The Secret Lives of Dolphin

Understanding life history and habits makes catching dolphin easier.

There are two species of dolphin, the common dolphin (Coryphaena hippurus) found throughout the world in warm offshore waters, and the pompano dolphin (Coryphaena equiselis), which is smaller with a proportionally deeper body, smaller pectoral fins and shorter dorsal fin. Brilliantly colored and powerful acrobats, common dolphin are one of the few offshore species in which males and females appear clearly different. Round-headed females grow no more than 40 pounds, while bulls, with their high, squared-off foreheads, reach weights of 90 pounds or more. (Pompano dolphin rarely reach 10 pounds.)

Water temperature controls the range and migrations of common dolphin. Most abundant in surface temperatures of 79 to 82 degrees, common dolphin generally avoid waters where surface temperatures drop below 70. Pompano dolphin prefer surface temperatures above 75 degrees.

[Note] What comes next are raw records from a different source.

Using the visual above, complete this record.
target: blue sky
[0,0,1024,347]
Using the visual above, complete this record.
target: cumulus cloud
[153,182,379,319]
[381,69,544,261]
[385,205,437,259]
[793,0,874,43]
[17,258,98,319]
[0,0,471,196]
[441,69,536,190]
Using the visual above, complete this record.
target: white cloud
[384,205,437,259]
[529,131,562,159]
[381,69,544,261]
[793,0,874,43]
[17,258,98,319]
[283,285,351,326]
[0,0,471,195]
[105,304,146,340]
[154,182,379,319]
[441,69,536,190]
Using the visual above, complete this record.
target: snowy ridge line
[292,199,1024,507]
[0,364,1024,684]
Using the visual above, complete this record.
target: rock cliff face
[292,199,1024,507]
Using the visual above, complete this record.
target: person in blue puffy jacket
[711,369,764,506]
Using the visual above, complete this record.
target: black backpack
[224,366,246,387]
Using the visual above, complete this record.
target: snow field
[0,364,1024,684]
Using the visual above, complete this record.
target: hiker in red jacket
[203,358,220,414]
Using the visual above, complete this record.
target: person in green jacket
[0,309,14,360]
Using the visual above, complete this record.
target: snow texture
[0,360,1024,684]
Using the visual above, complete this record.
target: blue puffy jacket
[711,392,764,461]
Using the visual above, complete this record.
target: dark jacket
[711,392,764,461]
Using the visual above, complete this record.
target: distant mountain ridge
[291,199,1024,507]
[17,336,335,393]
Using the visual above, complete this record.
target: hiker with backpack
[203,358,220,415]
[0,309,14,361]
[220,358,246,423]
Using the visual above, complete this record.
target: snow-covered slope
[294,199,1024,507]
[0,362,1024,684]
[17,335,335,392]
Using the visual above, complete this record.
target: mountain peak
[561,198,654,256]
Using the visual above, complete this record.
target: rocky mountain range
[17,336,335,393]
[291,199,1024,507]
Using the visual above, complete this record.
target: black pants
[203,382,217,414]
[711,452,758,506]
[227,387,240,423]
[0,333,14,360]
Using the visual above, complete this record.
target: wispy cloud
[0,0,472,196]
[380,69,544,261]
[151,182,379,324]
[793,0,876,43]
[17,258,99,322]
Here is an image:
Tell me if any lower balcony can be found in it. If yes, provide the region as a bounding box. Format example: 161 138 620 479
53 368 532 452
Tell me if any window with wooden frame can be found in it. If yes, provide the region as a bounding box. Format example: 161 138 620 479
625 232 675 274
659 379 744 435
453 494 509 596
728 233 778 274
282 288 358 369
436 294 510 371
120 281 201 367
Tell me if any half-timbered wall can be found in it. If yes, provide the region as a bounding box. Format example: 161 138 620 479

In all oceans, dolphin may be found during any season of the year in waters that provide their favorite temperatures.

Since the pompano dolphin is more oceanic and commonly caught by U.S. sport fishermen only in the waters off Hawaii, we will concentrate on the common species, simply known as dolphin. In the western Atlantic, dolphin have been found as far north as George's Bank, Nova Scotia, and as far south as Rio de Janeiro, Brazil. In the eastern Pacific, they range from Peru to Oregon.

Dolphin living above the equator may lead separate lives from those found below the equator. Dolphin tagging has shed little light on the subject, since most tagged dolphin have been recovered soon after being tagged. It seems, however, that dolphin in the northern hemisphere generally migrate north from the equator during the spring and summer then return south (toward the equator) in the fall, while the southern population makes the opposite migration in mirror image.

Surface Navigators
The most surface-loving of all large, oceanic game fish, dolphin stay between the surface and 100-foot depths. They're particularly attracted to objects floating on or near the surface, including boards, sea turtles, whale sharks, logs and patches of sea weed. Grant Beardsley of the National Marine Fisheries Service once observed large schools of young dolphin following sargassum concentrations from the Florida Keys to Palm Beach, Florida - a distance of 265 miles.

These floating objects serve many purposes, primarily providing food such as the invertebrates and small fish found in seaweed mats. They also shelter young fish from predators and provide adults with navigational reference points.

Other objects may simply act as schooling companions. Dolphin have been known to follow sailboats or towed vessels for hundreds of miles. At certain times of year, they're known to follow rays and cobia.

A Sizable Advantage
The key to dolphin behavior, says Capt. Jim Sharpe of the charter boat Sea Boots, lies in the size of the fish, which in turn relates to its age and sex. Once dolphin pass the juvenile stage, Sharpe divides them into three size groups, each with its own feeding and schooling characteristics. Though local names for the different size groups vary, their behavior remains the same worldwide.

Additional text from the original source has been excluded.